Débats d’idées : Salvator NAHIMANA.

 

QU’IL EST DIFFICILE DE CONSTRUIRE SUR DU SABLE MOUVANT !

 

 

Les Français ont l’habitude de dire que « impossible » n’est pas français ; les Barundi ont ajouté « Ingendo y-uwundi iravuna ». Vous comprendrez qu’il est difficile de se mettre dans la peau d’une autre personne. Pour avancer lentement mais sûrement, il faudrait que tous les responsables politiques Barundi acceptent de faire une pause de réflexion. Ici, j’entends par responsable politique, toute personne qui a un mandat du peuple et/ou responsable, quelque soit son niveau, dans un parti politique  qui répond aux lois de la République du Burundi.

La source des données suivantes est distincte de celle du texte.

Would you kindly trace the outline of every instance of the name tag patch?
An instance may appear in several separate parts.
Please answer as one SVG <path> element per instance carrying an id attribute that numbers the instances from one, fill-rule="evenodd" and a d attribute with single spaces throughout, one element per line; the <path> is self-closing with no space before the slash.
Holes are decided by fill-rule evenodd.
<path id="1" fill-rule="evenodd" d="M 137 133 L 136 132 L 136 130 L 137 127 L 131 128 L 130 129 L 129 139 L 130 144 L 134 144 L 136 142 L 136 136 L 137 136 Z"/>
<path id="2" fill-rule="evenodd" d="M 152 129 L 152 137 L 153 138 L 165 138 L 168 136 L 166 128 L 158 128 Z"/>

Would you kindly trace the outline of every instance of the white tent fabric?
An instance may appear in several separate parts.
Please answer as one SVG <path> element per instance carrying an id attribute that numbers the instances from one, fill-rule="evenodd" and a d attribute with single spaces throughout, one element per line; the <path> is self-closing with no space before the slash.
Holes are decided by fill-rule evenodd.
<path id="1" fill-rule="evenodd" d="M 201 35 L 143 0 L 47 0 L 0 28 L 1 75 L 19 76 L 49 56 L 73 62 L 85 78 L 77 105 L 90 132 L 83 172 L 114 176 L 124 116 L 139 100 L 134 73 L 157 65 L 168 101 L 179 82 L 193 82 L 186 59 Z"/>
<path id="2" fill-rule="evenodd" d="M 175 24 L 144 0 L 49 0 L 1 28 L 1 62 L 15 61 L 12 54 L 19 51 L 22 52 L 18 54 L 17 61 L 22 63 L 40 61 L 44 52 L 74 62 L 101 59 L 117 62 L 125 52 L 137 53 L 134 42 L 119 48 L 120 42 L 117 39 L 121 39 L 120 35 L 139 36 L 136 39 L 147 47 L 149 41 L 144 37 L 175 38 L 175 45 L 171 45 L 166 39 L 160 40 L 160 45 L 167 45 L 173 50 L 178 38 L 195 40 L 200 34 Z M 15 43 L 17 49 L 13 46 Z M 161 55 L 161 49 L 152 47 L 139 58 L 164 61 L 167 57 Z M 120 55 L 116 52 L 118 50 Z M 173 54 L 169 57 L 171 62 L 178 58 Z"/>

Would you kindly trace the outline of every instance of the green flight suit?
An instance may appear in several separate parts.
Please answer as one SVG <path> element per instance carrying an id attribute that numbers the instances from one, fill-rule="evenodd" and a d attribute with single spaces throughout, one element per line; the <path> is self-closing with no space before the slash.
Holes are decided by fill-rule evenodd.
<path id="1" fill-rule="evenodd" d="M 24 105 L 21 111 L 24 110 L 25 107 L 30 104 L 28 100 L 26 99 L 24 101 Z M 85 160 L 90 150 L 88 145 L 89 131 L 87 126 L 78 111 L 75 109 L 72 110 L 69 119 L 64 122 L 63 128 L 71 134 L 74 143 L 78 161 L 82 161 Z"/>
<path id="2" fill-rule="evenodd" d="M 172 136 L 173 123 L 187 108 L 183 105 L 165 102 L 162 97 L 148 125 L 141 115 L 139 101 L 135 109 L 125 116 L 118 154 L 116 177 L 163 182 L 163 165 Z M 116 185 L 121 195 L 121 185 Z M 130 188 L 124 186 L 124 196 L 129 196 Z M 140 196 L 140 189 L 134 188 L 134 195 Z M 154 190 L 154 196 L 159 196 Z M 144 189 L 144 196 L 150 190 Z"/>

         Pourquoi cette pause ?

 Tout Murundi ou même tout étranger constate que chaque fois que les préalables pour un décollage politique et économique du Burundi commencent à voir le jour, ils sont tout de suite balayés par des politiciens irresponsables. Que faudrait-il donc pour que la levure prenne ?

Plusieurs actions doivent être déclenchées simultanément.

 

         A/ L’école.

 

L’école doit se ressourcer et apprendre aux enfants à transformer leur nouveau savoir en techniques qui permettraient la transformation positive de leur environnement. Comment se fait-il que sur les collines, les gens n’aient pas beaucoup changé et leurs outils, et leurs méthodes de travail malgré le nombre d’enfants qui ont été à l’école ?

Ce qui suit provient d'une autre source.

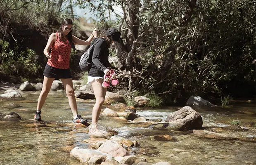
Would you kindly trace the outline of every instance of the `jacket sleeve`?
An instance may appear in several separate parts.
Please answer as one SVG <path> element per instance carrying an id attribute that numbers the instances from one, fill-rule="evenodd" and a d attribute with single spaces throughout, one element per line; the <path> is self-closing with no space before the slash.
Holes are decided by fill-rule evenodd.
<path id="1" fill-rule="evenodd" d="M 103 42 L 103 40 L 101 40 L 95 43 L 93 49 L 92 58 L 92 61 L 97 68 L 102 72 L 107 69 L 100 61 L 100 53 L 101 50 L 103 50 L 104 49 L 104 43 Z"/>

Comment se fait-il que les collines n’aient plus leurs caniveaux de lutte contre l’érosion ? Il semblerait pourtant qu’ils étaient obligatoires à l’époque coloniale.

Il est vrai que l’école a été conçue pour assister le colonisateur dans ses tâches administratives et plus tard le remplacer. Aujourd’hui, le colonisateur étranger aurait-il été remplacé par le colonisateur local ? Si non comment expliquer les malversations de tout genre, au cours des régimes élus ou pas, qui maintiennent cette majorité de la population dans le dénuement.

Il faut absolument donner un cadre de réflexion aux experts Barundi de l’enseignement afin qu’ils tirent les conclusions sur l’école d’hier et d’aujourd’hui pour mettre sur pied l’école du développement individuel et national.

        

         B/ L’épanouissement personnel et collectif.

 

Cet épanouissement n’est possible que si la justice est équitable pour tout le monde. Une analyse du malaise chronique burundais doit être faite sans faux-fuyants. Cette analyse doit dégager les responsabilités individuelles des crimes de sang qui ont été commis et qui freinent cet épanouissement. Le Burundi est peut-être encore le seul pays aujourd’hui où tout un groupe peut-être incriminé suite à des forfaits commis par des individus.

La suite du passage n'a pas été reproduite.